Governor’s commission seeks added diversity in Kansas police training, hiring practices
The Commission on Racial Equity and Justice, which meets every other week, is charged with making recommendations to the governor, Legislature and local governments. (Noah Taborda/Kansas Reflector)
TOPEKA — A leader of Gov. Laura Kelly’s Commission on Racial Equity and Justice on Thursday called for refreshed police training programs focused more squarely on historical context and the role of police in perpetuating inequalities.
Shannon Portillo, associate dean for academic affairs at the University of Kansas Edwards campus, suggested every officer take a history class during training.
“The history of policing is really important, as is making sure that folks coming into the force have an understanding of some of the inequalities police forces may have created in the past,” Portillo said.
Commissioners met Thursday to begin mapping their first report to the governor. Portillo, who serves as co-chairwoman, and several other commissioners voiced a desire to see law enforcement diversity addressed in training and its ranks.
Other points of interest for the report include data collection, school resource officers, the justice system, tribal jurisdiction and immigration-law enforcement relationships.
The commission plans to compile suggestions from bi-weekly meetings and complete a draft report with more concrete ideas in November. The report will be submitted to the governor by Dec. 1.
Sedgwick County District Judge Monique Centeno advocated for a more thorough focus on training in understanding cultural differences. She also suggested adding more instructors of color to give these lessons.
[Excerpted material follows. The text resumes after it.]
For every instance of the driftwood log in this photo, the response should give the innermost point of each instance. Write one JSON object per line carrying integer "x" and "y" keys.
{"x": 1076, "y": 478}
“At a recent meeting I attended on law enforcement training, all the instructors were Caucasian,” Centeno said. “It’s a problem if everyone teaching cultural training looks the same.”
Suggestions for how to carry this out include looping in the University of Kansas. Brandon Davis, an assistant professor for KU’s School of Public Affairs and Administration, said the school already has a significant base of professors and researchers studying race and ethnicity ready to do this training.
Davis said diversity within the ranks of the police force also should be addressed.
“They need to have a plan where they are actively recruiting minorities, and we need to tear down barriers keeping minorities from enlisting,” Davis said.
Davis proposed waiving residency restrictions, which limit employment to those within city limits, if the hiring is necessary for diversity reasons. Several law enforcement officers he had spoken with cited this restriction as an obstacle in hiring minorities.
Ernestor De La Rosa, assistant city manager of Dodge City, suggested amending a Kansas statute that only allows citizens to be police officers. The change would allow a large Latino community in Dodge City to enroll in the police force, he said.
“They allow green card holders to serve in the U.S. military, so why not here in Kansas?” De La Rosa said.
Jackson Winsett, of the Federal Reserve Bank of Kansas City, suggested a chief diversity officer be appointed to oversee all police agencies, something he had heard at a listening session. Doing so would allow for a more uniform approach to diversity hiring and training, he said.
“We need our officers to feel and understand more of the challenges these communities face so they can police better and be better members of the community,” Winsett said.